You have been asked to write a SQL task: by which I mean a discrete unit of work; possibly it’s just a single routine such as a function, stored procedure, a view or maybe even a trigger. You have a specification and a timescale. What next?
Developers often just plunge in and start cutting SQL. Sure, this often works, but the chances aren’t great: A SQL programming task can blow up in your face, metaphorically speaking. If you feel lucky and expect things to go well, then your time to complete the task increases exponentially as you hit reality. If you prepare first, it tends to be linear, and projects are likely to be more predictable
In this article, I’ll explain the way I do it, in a number of stages I do the same thing for any T-SQL job, but for trivial code, it is just a checklist. Other developers do it different ways: you’ll have to ask them how they do it.. All I can say is that this way works for me!
What I’m about to suggest may seem like a lot of ‘extra’ work. I’d reply that, if I could guarantee code that works, performs and scales if you were to put flowers in your hat and walk round in circles singing ‘Pop goes the weasel’, you’d do that wouldn’t you? My method is more conventional than that, though I’m inclined to play the ukulele whilst thinking, which seems to help.
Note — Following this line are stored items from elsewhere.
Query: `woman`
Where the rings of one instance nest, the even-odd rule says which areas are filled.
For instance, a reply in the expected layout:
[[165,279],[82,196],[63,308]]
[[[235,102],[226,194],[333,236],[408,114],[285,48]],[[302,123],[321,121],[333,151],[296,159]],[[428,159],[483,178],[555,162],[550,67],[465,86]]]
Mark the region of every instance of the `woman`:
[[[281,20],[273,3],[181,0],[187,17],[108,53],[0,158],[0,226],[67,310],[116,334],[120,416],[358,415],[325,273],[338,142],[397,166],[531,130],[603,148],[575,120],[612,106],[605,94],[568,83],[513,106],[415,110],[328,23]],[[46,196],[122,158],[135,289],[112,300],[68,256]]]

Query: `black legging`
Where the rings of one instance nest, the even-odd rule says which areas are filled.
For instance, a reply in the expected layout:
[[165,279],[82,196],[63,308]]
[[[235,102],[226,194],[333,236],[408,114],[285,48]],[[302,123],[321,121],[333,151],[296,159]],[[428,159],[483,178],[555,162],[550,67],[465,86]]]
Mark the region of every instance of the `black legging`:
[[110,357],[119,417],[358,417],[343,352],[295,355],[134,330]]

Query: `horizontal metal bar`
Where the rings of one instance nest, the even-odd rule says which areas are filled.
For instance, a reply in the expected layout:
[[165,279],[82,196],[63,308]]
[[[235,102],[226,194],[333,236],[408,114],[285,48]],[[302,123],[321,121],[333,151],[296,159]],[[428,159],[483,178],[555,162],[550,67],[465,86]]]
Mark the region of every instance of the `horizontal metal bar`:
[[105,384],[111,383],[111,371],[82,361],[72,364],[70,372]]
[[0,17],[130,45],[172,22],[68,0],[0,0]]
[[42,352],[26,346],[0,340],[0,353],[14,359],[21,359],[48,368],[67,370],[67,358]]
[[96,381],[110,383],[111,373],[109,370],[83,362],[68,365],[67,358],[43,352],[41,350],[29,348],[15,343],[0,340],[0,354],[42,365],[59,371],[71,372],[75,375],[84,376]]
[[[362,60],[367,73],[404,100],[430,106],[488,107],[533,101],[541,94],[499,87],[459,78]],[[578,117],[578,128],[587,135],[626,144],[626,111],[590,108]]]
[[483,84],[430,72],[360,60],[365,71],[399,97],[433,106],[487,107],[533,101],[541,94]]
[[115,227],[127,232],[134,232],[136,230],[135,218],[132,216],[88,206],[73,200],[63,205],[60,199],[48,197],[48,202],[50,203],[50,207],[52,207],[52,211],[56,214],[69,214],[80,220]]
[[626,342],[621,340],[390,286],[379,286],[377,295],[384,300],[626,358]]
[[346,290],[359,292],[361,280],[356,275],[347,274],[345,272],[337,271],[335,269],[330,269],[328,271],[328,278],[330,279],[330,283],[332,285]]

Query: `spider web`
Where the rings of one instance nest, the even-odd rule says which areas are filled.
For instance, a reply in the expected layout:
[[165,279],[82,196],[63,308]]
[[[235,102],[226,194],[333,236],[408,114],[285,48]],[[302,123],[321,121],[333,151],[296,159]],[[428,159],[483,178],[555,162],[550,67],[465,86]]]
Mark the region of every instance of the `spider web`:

Up-front time estimation and planning
Plan your time, and especially the time you allow yourself to do the various stages that I outline below. It is simply a matter of attaching start times and durations to the tasks. After you use a system like this for a while, you get better at estimating a job, and the time each section takes, because you’re thinking consciously about time-management and about recording how long things take and the time you waste. More importantly, you’ll know if you are slipping at almost every stage, or if you have time in hand which you can use to add quality. Planning for a routine that would only take a day to write and test might seem ridiculous, but think what you could pack into a day? Time is precious and it is nice to know if you’re getting bogged down. You could use a tool such as MS Project to do this but a hand-drawn Gantt diagram sketch is just as good.
Produce the test data, and the automated tests
How are you going to test your routine? You need to plan, and implement a test suite and test harness with a dummy version of your routine before you start cutting code. The reason for this is
- It soon becomes apparent if you’ve made the wrong choice for the type of routine and even the main parameters you’ve chosen.
- If you are forced to focus on studying the data hard enough to reproduce a randomised or obfuscated version suitable for testing, you’ll be confronted with awkward facts about it (such as nullability, ‘dirt’, validity or conflicts)
- You will have a better grip on delivering the tested routine in the timescale allowed, since you can do very rapid automated component-tests, if things don’t go quite as one hopes.
You need to be clear about the different types of testing that you’re likely to perform. There is ‘component testing’, which we all do, and is used to verify the functionality of the T-SQL statement you’re working on and ‘unit testing’, to ensure that the routine as a whole is working to specification. We won’t be dealing with regression testing but we may be required to add ‘hooks’ into the routine to support regression testing. I like to build-in ‘Assertion testing’ which allows a database to ‘clear its’ throat’ after a restore, upgrade or some other downtime to check that each major routine does, basically, what it is intended to do, on a small subset of test data. SQL Development adds two important new tests, performance tests and scalability tests, which need plenty of planning.
As I explain elsewhere, it is not good practice to use your live database data as a test-bed. In fact it is awful from both a technical and legal perspective. It is much better to build test data that looks right, and has roughly the same distribution as the real stuff. This isn’t always easy, since things like postcodes/Zipcodes have to be valid, and a skewed distribution will give misleading results.
This stage might seem painful, but there is a lot of opportunity for reuse and plenty of tools that will help you do this. I use reverse-regexes a lot for this because they are easy to modify and it is surprising how often they get reused. I keep a number of SQL statements for doing routine data generation but a third-party tool is the best thing to use where there are lots of dependencies.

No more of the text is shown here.